Quote from: Bander72 on August 30, 2017, 12:34:50 PMBecause on low amounts like 5 cm they won't need to do atl. And it's been said before that he highly encourages people to do atl. And besides that he has a good reputation.

Basically, Catagni is the reason why ll has become known worldwide and has advanced to such level. Back like 40 years ago ll was only done in Russia in illizarov  institutes / hospitals etc...

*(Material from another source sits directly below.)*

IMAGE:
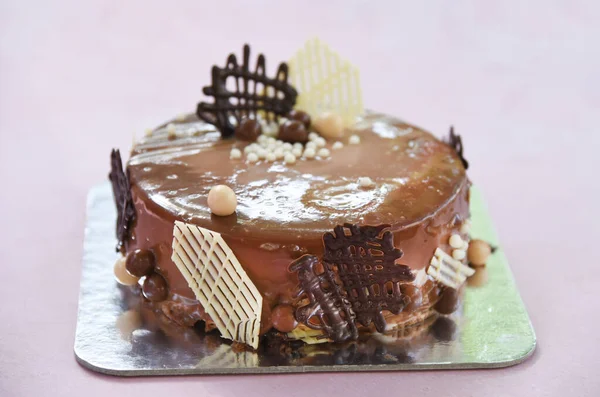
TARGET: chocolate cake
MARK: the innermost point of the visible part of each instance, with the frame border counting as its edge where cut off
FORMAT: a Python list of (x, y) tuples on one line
[(253, 217)]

When catagni went to Russia and learned the method he brought it back to Italy and started improving and teaching it because the traditional illizarov method was extremely painful and inconvenient. Most of the well known doctors today were catagni's students(e.g. Paley) or his students students, these doctors came from different countries to catagni because back then it was hard for many citizens to enter Russia let alone study there. So, catagni is definitely one of the best when it comes to external tibia. Salameh is also up there with catagni because he also studied in Russia around that period of time and developed his own external device(salamehfix), even the Russians admired his creation!   Paley and the newer doctors didn't focus on the external methods because they found them harsh and very inconvenient, that's why they focused on developing the internal methods. So, if you want to do external, best choices are catagni, salameh and the Russians. If you want to do internal then go for the newer doctors such as paley, guichet etc...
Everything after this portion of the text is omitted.